Ein besorgniserregender Anstieg der Todesfälle
Die gesundheitlichen Auswirkungen extremer Wetterlagen haben in Hessen ein neues, kritisches Ausmaß erreicht. Nach aktuellen Berechnungen des Robert Koch-Instituts (RKI) sind in diesem Jahr bereits 1.350 Menschen infolge von Hitze verstorben. Diese Zahl bezieht sich auf den Zeitraum bis zum 19. Juli 2026 und markiert eine Zäsur: Damit liegt die Sterblichkeit bereits jetzt über dem bisherigen Höchststand des Jahres 2018, in dem insgesamt etwa 1.070 hitzebedingte Todesfälle registriert wurden.
Methodik der Datenerhebung
Um zu diesen Ergebnissen zu gelangen, nutzt das RKI ein wissenschaftliches Modell, das verschiedene Datenquellen miteinander verknüpft. Hierzu gehören:
* Sterbefallzahlen, die vom Statistischen Bundesamt bereitgestellt werden.
* Meteorologische Daten des Deutschen Wetterdienstes, um den direkten Zusammenhang zwischen Temperaturverläufen und Sterblichkeit zu analysieren.

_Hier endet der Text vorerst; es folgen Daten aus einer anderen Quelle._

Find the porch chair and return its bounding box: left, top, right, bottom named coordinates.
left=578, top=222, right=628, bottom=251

Durch die Kombination dieser Parameter können die Experten des Instituts abschätzen, wie viele Todesfälle statistisch auf die thermische Belastung zurückzuführen sind.
Ein Blick auf die statistischen Kennzahlen
Die Relationen verdeutlichen die Intensität der diesjährigen Hitzebelastung. Rechnerisch entfallen in Hessen aktuell 21,5 hitzebedingte Todesfälle auf 100.000 Einwohner. Zum Vergleich: Im Vorjahr lag dieser Wert noch bei 5,6. Selbst im bisherigen Rekordjahr 2018 betrug die Quote lediglich 17,2 Fälle pro 100.000 Einwohner. Diese Steigerung unterstreicht, dass die gesundheitliche Belastung der Bevölkerung durch die sommerlichen Temperaturen massiv zugenommen hat.
Die bundesweite Situation
Die Entwicklung in Hessen fügt sich in ein besorgniserregendes Bild für das gesamte Bundesgebiet ein. Deutschlandweit schätzt das RKI die Zahl der Todesopfer durch Hitze bis zum 19. Juli auf rund 9.800. Auch dieser Wert übersteigt die Zahlen jedes einzelnen Gesamtjahres seit 2016. Der bisherige bundesweite Höchstwert aus dem Jahr 2018, der bei etwa 9.000 Todesfällen lag, wurde somit bereits Mitte des Sommers überschritten.
Einfluss der Hitzewelle im Juni
Ein wesentlicher Treiber für diese Entwicklung war die ausgeprägte Hitzewelle in der zweiten Junihälfte. In dieser Phase kletterten die Temperaturen in vielen Regionen Deutschlands auf Werte von bis zu 40 Grad. Das RKI führt mehr als 5.000 der bundesweit registrierten Todesfälle direkt auf diesen spezifischen Zeitraum zurück. Die Kombination aus extremen Höchstwerten und der Dauer der Hitzeperioden stellt dabei eine besondere Herausforderung für die menschliche Gesundheit dar, insbesondere für vulnerable Gruppen.